Até então, a data era considerada um ponto facultativo na maioria das regiões brasileiras, deixando à critério de municípios e governos locais determinar seus procedimentos de funcionamento. Com a nova legislação, o Rio de Janeiro torna-se pioneiro no país ao estabelecer Corpus Christi como feriado estadual, reconhecendo uma das principais celebrações da tradição católica.
A celebração de Corpus Christi, cujo significado em latim é “Corpo de Cristo”, destaca-se não só pelo aspecto religioso, com participações em missas e procissões, mas também por suas manifestações culturais de longa data. Entre elas, os tradicionais tapetes, elaborados com materiais como sal, serragem colorida, flores, areia e pó de café, adornam as ruas durante o percurso da procissão do Santíssimo Sacramento. Essa tradição, herdada de Portugal e adquirida no período colonial, mantém viva uma expressão artística que simboliza a fé e a união comunitária.
No estado, cidades como São Gonçalo se destacam, produzindo um dos maiores tapetes de sal da América Latina, com extensão superior a dois quilômetros e participação de milhares de voluntários. Em outras regiões, como Araruama, Niterói, Petrópolis, Paraty, Campi dos Goytacazes e Resende, a confecção dos tapetes também mobiliza comunidades locais, instituições educativas e grupos culturais. Esses mutirões, que utilizam toneladas de materiais diversos, reforçam o sentido de pertencimento e a preservação do patrimônio cultural.

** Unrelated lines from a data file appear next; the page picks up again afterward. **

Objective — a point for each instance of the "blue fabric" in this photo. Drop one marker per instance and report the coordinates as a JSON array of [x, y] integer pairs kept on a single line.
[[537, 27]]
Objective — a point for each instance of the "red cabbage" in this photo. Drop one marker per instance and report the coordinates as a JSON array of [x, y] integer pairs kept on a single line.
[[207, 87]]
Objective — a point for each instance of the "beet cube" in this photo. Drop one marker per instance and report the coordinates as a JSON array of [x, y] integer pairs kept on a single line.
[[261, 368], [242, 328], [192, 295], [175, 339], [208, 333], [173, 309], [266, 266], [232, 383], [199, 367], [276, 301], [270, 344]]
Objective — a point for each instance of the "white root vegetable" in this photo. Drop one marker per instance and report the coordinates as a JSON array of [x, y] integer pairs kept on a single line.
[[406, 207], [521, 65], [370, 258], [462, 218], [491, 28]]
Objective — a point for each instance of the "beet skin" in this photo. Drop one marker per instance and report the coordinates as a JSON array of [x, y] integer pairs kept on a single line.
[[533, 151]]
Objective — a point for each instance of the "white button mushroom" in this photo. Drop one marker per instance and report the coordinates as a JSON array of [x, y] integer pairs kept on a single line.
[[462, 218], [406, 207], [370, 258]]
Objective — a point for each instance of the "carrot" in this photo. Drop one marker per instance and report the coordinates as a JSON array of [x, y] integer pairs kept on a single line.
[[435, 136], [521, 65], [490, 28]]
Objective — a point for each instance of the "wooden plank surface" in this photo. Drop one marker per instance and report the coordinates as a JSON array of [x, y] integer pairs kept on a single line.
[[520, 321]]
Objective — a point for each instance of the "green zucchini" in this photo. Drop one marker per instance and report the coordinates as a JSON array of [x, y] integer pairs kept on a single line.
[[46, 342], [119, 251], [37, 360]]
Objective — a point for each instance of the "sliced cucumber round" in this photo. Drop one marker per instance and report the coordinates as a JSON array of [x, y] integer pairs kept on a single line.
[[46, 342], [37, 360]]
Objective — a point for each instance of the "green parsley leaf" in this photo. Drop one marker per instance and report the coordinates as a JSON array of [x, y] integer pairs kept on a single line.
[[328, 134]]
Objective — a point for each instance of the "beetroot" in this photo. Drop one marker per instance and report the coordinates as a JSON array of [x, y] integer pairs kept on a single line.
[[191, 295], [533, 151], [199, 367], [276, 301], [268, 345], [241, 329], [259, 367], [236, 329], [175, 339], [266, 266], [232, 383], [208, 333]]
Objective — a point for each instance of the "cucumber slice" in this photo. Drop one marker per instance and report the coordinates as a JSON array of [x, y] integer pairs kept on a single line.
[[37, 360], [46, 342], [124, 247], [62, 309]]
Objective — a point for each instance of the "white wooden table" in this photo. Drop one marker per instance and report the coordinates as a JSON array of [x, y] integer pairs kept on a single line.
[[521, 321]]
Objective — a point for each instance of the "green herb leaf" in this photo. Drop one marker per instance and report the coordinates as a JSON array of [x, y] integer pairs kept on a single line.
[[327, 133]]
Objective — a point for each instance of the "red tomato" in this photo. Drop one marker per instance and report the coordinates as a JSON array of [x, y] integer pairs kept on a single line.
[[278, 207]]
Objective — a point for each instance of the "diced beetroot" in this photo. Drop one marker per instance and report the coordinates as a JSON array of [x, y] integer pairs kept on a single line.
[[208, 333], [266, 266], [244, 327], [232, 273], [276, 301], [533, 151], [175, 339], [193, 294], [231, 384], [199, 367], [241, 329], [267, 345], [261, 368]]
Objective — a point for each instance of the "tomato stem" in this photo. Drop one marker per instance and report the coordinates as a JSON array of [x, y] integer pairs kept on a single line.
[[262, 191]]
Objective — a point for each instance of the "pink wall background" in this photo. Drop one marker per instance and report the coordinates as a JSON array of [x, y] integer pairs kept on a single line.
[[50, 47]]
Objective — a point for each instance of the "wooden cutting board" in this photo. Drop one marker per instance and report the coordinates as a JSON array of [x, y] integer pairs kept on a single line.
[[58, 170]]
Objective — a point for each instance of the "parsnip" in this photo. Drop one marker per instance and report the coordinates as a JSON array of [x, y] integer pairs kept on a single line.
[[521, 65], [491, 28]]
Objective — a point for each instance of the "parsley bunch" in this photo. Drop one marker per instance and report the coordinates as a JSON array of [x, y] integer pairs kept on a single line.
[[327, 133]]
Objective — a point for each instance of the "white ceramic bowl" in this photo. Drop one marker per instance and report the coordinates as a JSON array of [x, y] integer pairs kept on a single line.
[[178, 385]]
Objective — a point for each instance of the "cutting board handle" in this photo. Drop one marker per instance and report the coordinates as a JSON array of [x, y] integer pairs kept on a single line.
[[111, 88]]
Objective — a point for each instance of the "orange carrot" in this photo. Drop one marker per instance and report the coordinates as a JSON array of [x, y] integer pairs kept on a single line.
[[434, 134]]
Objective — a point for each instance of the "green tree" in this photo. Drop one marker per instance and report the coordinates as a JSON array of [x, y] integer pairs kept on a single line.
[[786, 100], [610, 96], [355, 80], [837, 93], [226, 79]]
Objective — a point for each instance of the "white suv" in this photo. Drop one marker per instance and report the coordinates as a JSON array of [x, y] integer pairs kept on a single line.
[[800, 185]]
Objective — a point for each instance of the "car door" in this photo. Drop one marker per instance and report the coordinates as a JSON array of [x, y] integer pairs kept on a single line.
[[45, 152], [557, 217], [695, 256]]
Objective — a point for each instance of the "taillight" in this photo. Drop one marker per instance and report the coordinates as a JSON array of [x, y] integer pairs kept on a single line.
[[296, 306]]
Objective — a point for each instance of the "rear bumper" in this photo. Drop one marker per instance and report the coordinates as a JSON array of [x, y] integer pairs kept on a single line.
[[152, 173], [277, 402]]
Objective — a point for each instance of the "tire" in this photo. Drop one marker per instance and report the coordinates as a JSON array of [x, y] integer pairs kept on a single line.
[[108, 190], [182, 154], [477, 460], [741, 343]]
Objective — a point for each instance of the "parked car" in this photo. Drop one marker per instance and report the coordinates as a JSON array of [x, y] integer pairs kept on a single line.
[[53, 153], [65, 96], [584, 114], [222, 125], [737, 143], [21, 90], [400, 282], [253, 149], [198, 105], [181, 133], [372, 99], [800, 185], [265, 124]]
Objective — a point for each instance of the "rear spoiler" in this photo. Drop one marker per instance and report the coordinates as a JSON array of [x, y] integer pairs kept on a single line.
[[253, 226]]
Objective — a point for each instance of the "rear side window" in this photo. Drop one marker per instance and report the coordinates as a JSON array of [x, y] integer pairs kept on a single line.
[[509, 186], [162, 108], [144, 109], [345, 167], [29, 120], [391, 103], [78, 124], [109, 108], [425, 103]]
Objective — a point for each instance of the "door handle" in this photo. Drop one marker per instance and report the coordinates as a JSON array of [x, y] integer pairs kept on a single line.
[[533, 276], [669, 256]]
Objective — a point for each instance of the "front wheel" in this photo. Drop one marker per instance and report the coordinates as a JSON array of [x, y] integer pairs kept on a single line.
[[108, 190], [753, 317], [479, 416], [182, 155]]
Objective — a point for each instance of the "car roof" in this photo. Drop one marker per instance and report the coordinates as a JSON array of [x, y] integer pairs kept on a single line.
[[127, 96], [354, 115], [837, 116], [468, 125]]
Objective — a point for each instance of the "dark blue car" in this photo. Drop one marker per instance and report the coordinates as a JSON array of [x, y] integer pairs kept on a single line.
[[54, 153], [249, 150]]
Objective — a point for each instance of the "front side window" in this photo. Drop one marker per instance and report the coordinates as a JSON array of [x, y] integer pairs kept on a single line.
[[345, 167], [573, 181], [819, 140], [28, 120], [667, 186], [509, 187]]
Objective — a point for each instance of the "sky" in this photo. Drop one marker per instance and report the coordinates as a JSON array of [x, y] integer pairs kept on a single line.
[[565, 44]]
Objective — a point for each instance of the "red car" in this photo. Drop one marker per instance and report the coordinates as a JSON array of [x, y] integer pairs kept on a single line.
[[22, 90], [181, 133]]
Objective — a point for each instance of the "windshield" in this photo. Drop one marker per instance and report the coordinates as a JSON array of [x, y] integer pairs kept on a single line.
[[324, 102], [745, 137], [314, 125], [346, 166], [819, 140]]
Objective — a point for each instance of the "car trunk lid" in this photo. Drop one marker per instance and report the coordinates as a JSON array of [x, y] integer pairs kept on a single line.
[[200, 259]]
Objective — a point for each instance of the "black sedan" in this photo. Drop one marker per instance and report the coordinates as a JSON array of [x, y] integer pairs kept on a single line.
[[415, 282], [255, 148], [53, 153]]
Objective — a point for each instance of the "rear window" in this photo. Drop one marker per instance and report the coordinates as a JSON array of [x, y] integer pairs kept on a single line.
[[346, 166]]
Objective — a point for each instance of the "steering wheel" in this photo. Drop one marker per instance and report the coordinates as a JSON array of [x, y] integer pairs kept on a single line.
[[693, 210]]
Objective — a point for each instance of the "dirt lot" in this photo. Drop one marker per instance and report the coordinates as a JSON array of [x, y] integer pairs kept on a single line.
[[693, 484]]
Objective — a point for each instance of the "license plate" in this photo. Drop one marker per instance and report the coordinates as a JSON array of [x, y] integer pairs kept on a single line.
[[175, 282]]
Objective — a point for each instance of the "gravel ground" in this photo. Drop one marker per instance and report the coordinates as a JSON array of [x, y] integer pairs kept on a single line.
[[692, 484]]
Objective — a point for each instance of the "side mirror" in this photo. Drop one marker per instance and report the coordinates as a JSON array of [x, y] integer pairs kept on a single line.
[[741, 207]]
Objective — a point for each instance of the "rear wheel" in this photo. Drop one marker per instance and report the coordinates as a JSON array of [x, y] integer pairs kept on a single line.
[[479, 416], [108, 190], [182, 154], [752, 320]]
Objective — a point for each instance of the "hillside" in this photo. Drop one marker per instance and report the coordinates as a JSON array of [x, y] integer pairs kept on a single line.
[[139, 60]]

A celebração de Corpus Christi no Rio de Janeiro apresenta uma combinação de fé, arte e história, atraindo muitos visitantes e fortalecendo as tradições populares. Com a oficialização como feriado estadual, o evento ganha maior reconhecimento e visibilidade, destacando a importância de manter viva uma celebração que ultrapassa o aspecto religioso, envolvendo práticas artísticas e culturais que atravessam gerações. A expectativa é que, a partir de agora, o calendário estadual continue valorizando essa manifestação de fé e cultura, consolidando-a como um marco da identidade regional.